If you had allocated the memory with malloc() instead it would refer to a position in your program's heap space. If it was a fixed string it may refer to a location in your program's data or rodata (read-only data) segments instead.
in this case &apointer represent the address in RAM memory of the pointer variable apointer
apointer is the "address" of the variable anumber. In theory, it could be the actual physical place in RAM where the value of anumber is stored, but in reality (on most OS'es) it's likely to be a place in virtual memory. The result is the same though.
It's a memory address, most likely to the current location in your program's stack. Contrary to David's comment, there are times when you'll calculate pointer offsets, but this is only if you have some kind of array that you are processing.
It's the address of the pointer.
"anumber" takes up some space in RAM, the data at this spot contains the number 10.

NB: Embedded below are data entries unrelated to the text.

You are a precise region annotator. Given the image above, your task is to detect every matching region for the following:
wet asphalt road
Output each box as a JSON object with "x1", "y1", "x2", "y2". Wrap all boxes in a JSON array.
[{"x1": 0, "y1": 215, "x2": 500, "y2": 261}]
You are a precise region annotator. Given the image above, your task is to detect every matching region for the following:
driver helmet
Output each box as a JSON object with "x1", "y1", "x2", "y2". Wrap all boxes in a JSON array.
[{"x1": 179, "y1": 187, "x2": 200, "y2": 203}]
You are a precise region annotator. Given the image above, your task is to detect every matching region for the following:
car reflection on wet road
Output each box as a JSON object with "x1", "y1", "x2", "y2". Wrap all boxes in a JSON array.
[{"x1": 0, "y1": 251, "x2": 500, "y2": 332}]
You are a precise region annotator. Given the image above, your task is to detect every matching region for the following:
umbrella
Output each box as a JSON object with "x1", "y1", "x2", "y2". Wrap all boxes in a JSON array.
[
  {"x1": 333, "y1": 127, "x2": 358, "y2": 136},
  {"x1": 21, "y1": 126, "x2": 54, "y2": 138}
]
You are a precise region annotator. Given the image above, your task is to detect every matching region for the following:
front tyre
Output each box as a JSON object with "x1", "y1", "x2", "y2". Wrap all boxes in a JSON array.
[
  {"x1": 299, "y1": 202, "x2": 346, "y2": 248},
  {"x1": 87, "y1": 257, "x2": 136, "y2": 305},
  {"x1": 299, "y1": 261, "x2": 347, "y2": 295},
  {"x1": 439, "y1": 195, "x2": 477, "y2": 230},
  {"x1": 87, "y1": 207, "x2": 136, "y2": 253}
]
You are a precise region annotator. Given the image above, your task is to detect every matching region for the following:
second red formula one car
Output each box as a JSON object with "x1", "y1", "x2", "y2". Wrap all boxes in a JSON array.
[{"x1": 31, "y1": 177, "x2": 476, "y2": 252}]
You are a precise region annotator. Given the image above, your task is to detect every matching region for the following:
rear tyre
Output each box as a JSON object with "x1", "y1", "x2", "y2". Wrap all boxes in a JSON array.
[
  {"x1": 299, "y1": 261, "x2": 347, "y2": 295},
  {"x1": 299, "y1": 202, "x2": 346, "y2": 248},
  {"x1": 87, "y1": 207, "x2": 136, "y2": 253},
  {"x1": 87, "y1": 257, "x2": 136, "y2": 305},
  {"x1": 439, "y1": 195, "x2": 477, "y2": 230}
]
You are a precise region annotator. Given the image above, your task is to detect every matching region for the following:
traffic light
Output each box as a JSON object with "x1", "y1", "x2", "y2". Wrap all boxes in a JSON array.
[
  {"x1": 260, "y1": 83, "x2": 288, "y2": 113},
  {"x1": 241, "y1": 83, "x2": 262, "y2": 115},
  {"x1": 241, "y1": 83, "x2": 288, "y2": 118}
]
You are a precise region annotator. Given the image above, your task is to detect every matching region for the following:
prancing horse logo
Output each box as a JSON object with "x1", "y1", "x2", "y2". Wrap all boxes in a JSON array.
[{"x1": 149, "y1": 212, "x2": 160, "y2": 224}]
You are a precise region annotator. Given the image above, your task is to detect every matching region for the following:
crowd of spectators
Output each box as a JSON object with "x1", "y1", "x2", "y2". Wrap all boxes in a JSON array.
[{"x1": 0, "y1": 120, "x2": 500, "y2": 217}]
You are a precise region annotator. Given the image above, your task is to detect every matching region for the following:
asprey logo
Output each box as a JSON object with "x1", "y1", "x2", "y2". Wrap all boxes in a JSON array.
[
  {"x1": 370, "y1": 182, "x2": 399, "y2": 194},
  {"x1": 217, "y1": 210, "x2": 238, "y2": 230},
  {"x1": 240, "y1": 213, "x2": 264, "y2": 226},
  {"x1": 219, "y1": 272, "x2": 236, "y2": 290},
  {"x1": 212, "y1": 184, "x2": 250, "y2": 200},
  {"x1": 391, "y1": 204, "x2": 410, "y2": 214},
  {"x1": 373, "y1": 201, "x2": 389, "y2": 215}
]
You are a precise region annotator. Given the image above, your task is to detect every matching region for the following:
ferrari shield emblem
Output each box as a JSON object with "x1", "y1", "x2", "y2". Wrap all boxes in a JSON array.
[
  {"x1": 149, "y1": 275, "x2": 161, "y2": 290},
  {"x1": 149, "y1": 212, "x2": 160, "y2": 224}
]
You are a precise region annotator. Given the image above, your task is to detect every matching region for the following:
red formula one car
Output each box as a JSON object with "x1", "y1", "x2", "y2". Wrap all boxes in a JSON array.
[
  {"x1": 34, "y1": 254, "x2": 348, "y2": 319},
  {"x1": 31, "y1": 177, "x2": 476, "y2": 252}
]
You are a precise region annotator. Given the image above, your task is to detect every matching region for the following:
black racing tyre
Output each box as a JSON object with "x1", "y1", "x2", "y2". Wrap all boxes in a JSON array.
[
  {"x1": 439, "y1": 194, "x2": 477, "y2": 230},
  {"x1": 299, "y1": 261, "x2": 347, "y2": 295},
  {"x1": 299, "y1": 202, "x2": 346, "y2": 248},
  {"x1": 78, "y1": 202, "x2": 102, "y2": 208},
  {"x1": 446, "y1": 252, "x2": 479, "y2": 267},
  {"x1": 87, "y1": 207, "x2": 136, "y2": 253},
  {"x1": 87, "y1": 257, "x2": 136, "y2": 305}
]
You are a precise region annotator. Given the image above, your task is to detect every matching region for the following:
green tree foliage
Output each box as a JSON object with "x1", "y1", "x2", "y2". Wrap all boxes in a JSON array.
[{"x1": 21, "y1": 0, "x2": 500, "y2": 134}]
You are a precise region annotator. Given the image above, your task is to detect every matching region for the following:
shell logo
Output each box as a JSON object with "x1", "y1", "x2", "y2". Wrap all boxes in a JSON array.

"apointer" also takes up some space in RAM, the data at this spot contains the location of "anumber" in RAM.
So, say you have 32 bytes of ram, addresses 0..31
At e.g. position 16 you have 4 bytes, the "anumber" value 10
At e.g. position 20 you have 4 bytes, the "apointer" value 16, "anumber"'s position in RAM.
What you print is 20, apointer's position in RAM.
Note that this isn't really directly in RAM, it's in virtual address space which is mapped to RAM. For the purpose of understanding pointers you can completely ignore virtual address space.
it is not the address of the variable anumber that is printed but it is the address of the pointer which gets printed.look carefully.had it been just "apointer",then we would have seen the address of the anumber variable.